The President, Deputy President, Cabinet Secretaries, Principal Secretaries, Attorney General, Director of Public Prosecution, Judges, Members of Parliament and senior civil servants are set for a pay raise.

The County Executive and MCAs will also get a salary boost of up to 14 per cent as the mwananchi is urged to tighten his/her belt. This is what Frantz Fanon refers to as a regime steeped in arrogance and shameless display of conspicuous consumption and opulence in the midst of increasing poverty.

How the SRC, an autonomous constitutional body charged with balancing the public wage bill against economic realities, arrived at a bizarre conclusion that it is time to reward the big boys, is a question of conjecture.

Yet, we know the SRC cannot put such a crazy proposal on the platform for public participation without some form of nod from the highest echelons of power.

President William Ruto's most pronounced policy statement is the Bottom Up Economic Agenda (BETA), which means empowering the masses at the base of society upward the economic ladder.

Now, before us is more than Sh2 billion to be shared at the top without the slightest regard for the hustlers.
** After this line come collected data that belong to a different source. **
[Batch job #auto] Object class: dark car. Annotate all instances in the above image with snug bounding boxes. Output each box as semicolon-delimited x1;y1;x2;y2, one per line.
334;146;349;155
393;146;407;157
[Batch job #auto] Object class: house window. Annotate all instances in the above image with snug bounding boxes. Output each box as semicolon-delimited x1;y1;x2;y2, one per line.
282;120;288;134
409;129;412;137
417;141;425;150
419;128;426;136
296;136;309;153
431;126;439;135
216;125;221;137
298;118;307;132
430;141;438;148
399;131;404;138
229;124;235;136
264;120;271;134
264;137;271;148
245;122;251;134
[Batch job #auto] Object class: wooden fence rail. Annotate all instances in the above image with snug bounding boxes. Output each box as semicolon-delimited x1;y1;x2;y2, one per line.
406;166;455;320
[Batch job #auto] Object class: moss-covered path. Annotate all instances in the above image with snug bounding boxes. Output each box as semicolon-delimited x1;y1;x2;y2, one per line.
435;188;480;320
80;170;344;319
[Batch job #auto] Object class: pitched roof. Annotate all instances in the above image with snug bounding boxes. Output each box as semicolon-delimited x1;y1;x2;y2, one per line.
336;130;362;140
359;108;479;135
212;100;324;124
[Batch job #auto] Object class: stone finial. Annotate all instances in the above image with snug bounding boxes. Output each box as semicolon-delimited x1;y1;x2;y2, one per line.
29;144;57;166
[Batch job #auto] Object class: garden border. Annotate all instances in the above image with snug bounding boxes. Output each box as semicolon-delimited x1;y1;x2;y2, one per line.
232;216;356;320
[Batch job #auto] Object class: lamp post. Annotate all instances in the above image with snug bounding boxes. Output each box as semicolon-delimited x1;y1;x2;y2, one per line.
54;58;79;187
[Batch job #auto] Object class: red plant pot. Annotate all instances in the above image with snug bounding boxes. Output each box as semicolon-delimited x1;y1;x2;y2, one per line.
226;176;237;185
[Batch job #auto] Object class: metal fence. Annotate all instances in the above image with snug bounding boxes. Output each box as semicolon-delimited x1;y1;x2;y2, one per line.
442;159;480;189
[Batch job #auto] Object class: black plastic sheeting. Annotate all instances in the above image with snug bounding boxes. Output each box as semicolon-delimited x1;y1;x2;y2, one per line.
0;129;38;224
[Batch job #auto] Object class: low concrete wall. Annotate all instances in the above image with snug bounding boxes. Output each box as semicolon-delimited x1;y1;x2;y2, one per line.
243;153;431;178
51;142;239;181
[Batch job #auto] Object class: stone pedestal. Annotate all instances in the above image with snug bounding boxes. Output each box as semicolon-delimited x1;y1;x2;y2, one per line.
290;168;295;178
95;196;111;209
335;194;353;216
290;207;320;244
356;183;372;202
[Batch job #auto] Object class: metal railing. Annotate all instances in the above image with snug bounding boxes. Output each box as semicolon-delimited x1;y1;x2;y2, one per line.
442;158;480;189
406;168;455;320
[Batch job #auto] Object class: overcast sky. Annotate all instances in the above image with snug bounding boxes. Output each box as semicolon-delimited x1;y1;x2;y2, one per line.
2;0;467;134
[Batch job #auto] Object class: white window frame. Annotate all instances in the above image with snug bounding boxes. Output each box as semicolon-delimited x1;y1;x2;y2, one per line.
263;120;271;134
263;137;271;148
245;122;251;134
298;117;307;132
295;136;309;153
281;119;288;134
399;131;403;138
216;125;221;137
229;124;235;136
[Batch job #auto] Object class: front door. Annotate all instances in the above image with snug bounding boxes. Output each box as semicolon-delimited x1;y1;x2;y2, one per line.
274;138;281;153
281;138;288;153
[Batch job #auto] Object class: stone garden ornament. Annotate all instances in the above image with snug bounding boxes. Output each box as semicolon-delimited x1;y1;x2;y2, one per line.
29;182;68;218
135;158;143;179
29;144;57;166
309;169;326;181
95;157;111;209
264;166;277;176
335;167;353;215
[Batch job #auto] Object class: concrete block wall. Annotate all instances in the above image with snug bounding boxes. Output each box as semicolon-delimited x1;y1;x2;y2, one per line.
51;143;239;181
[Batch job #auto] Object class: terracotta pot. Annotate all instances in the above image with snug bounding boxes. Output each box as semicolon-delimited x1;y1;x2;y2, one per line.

One would have expected the President to mobilised his entire government to walk the talk on his economic recovery strategy.

But again, besides overtaxing Kenyans and blaming the former government, we have not heard the President or any member of the regime articulate austerity measures to curb wastage.

Public finance is not a blank cheque at the exclusion and unilateral disposal of SRC and a gang of power barons. Patriotic integrity, meritocracy and equity is the pen with which SRC should sign any pay increase.

What the SRC is throwing out for public participation is robbery camouflaged in coat of arms. It goes a long way into giving credence to Azimio's call for tax boycotts. Mama Mboga is a mere footnote in this regime's game. I doubt whether Mboga will get fare back to school after the midterm.

In line with the Hustler Nation's high expectations, one would have expected to see deliberate steps at reducing the gulf between the rich and poor.

Paradoxically, under the watch of the "Hustler government" the level of inequality is worsening. Besides the Kibaki government, previous regimes have been parasitic and predatory. They have milked citizens without second thought. Yet, of them all, the Ruto administration seems, even at its early stages, could be the most predatory.